Ces mesures dureront jusqu'à ce qu'Israël reconnaisse le « droit inaliénable à l'autodétermination » du peuple palestinien et se conforme pleinement au droit international en : (1) mettant fin à l'occupation et à la colonisation de toutes les terres arabes et démantelant la barrière ; (2) reconnaître les droits fondamentaux des citoyens arabo-palestiniens d'Israël à la pleine égalité ; et (3) respecter, protéger et promouvoir le droit des réfugiés palestiniens à retourner sur leurs terres, comme l'exige la résolution 194 de l'Assemblée générale des Nations Unies.

« La domination d'un courant sioniste résolument raciste, fondamentaliste juif, génocidaire et homophobe dans l'actuel gouvernement d'extrême droite de Netanyahu rend le terrain encore plus fertile pour que le mouvement BDS puisse isoler davantage le régime israélien de colonialisme de peuplement et d'apartheid à tous les niveaux. », a écrit Omar Barghouti, co-fondateur du mouvement BDS pour les droits des Palestiniens, dans un courriel à Vérité. « Mais les terrains fertiles ne produisent pas à eux seuls du fruit ; nous avons encore besoin de la passion et du travail stratégique de nombreuses personnes à travers le monde pour semer les graines du changement, pour rassembler le pouvoir du peuple et l'orienter stratégiquement pour démanteler les systèmes d'oppression.
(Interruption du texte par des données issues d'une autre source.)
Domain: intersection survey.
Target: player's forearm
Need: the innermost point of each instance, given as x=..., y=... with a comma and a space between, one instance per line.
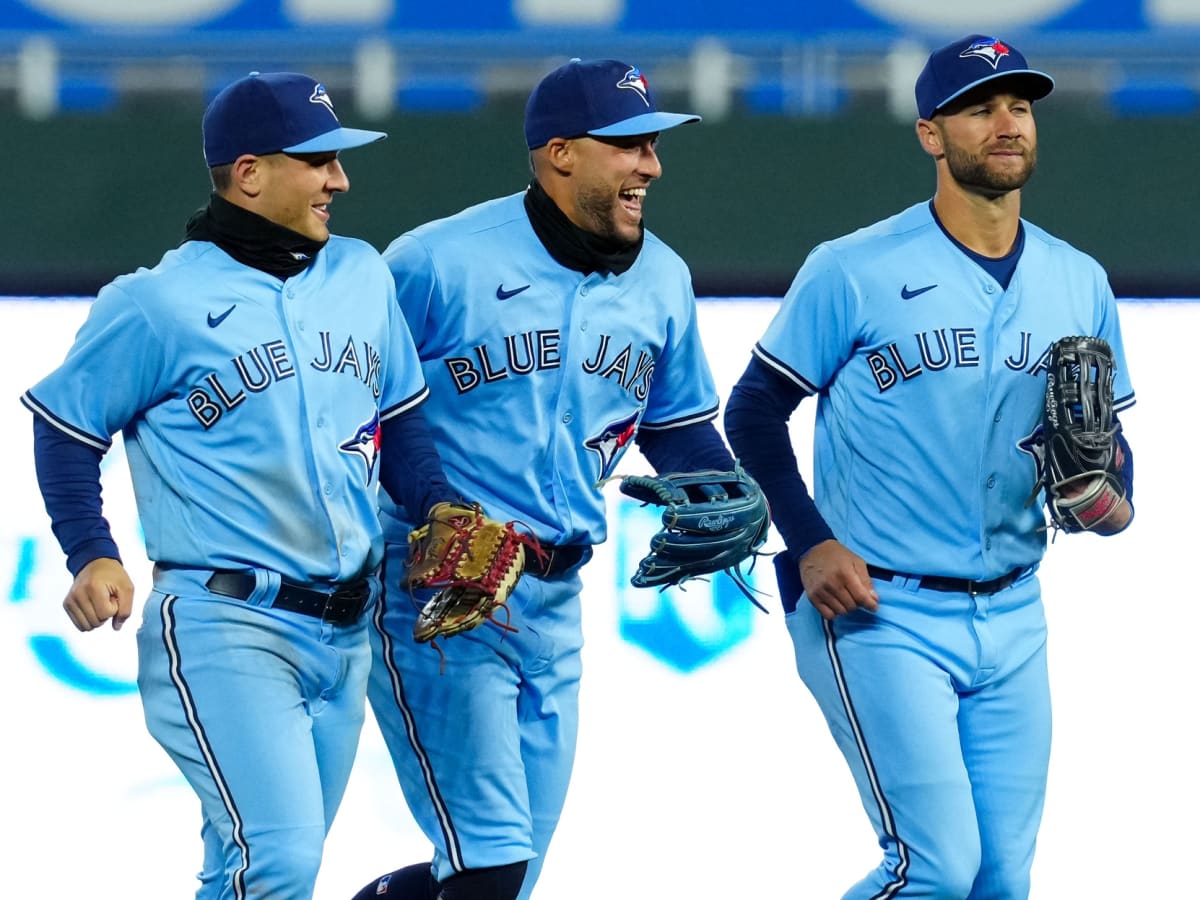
x=756, y=426
x=691, y=448
x=69, y=477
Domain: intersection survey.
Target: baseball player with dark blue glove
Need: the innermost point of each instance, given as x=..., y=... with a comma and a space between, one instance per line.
x=911, y=583
x=555, y=331
x=265, y=383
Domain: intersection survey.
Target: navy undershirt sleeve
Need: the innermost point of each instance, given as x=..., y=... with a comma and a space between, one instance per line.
x=409, y=467
x=756, y=426
x=690, y=448
x=69, y=477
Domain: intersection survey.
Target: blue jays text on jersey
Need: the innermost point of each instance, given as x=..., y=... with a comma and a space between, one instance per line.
x=258, y=367
x=233, y=388
x=907, y=319
x=539, y=351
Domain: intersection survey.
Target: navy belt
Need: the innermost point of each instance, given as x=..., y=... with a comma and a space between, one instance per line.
x=555, y=559
x=955, y=586
x=341, y=605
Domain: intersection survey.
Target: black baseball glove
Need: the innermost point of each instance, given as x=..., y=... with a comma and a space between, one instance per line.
x=712, y=521
x=1083, y=455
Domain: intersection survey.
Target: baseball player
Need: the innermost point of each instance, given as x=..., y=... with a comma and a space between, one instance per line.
x=264, y=384
x=910, y=586
x=555, y=330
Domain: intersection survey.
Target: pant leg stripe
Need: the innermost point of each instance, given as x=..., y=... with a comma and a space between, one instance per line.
x=185, y=697
x=450, y=838
x=901, y=871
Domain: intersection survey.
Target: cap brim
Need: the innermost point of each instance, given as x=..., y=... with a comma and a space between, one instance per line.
x=1037, y=85
x=645, y=124
x=336, y=139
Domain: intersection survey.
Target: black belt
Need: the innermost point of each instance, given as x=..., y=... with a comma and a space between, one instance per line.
x=957, y=586
x=555, y=559
x=341, y=605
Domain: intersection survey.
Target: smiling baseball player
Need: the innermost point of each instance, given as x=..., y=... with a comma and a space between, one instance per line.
x=910, y=585
x=555, y=331
x=264, y=383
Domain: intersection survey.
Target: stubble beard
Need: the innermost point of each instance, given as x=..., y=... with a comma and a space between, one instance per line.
x=597, y=207
x=975, y=174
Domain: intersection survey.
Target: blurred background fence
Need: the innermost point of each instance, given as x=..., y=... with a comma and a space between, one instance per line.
x=808, y=119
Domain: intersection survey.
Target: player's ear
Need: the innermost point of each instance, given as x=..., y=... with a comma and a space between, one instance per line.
x=930, y=137
x=247, y=174
x=559, y=153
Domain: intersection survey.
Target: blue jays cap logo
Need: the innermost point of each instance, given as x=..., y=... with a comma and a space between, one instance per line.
x=365, y=443
x=319, y=95
x=635, y=81
x=989, y=49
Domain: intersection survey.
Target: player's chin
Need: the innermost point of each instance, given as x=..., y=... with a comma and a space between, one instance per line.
x=627, y=225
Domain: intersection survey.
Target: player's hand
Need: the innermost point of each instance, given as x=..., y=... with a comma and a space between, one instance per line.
x=837, y=581
x=102, y=591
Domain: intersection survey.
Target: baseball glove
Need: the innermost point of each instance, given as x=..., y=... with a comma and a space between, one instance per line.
x=1083, y=456
x=712, y=521
x=473, y=562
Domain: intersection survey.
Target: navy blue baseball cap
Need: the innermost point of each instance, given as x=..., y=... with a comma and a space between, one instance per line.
x=977, y=59
x=601, y=97
x=275, y=112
Barghouti a ajouté : « Avec ce fascisme israélien non masqué au pouvoir, il est grand temps de démolir l'hypocrisie coloniale des États-Unis et de leurs alliés européens. Ils ont imposé des sanctions sans précédent à la Russie en raison de son invasion illégale de l'Ukraine qui dure depuis des mois, mais ils ont continué à permettre, à financer et à défendre les intérêts d'Israël. des décennies système d'oppression violente du peuple palestinien autochtone.

Le BDS a connu un certain succès, à tel point qu'Israël le considère comme une menace existentielle. (Ceux qui souhaitent en savoir plus sur le mouvement BDS peuvent chercher des informations ici.)

Cet article a été mis à jour avec une citation d'Omar Barghouti.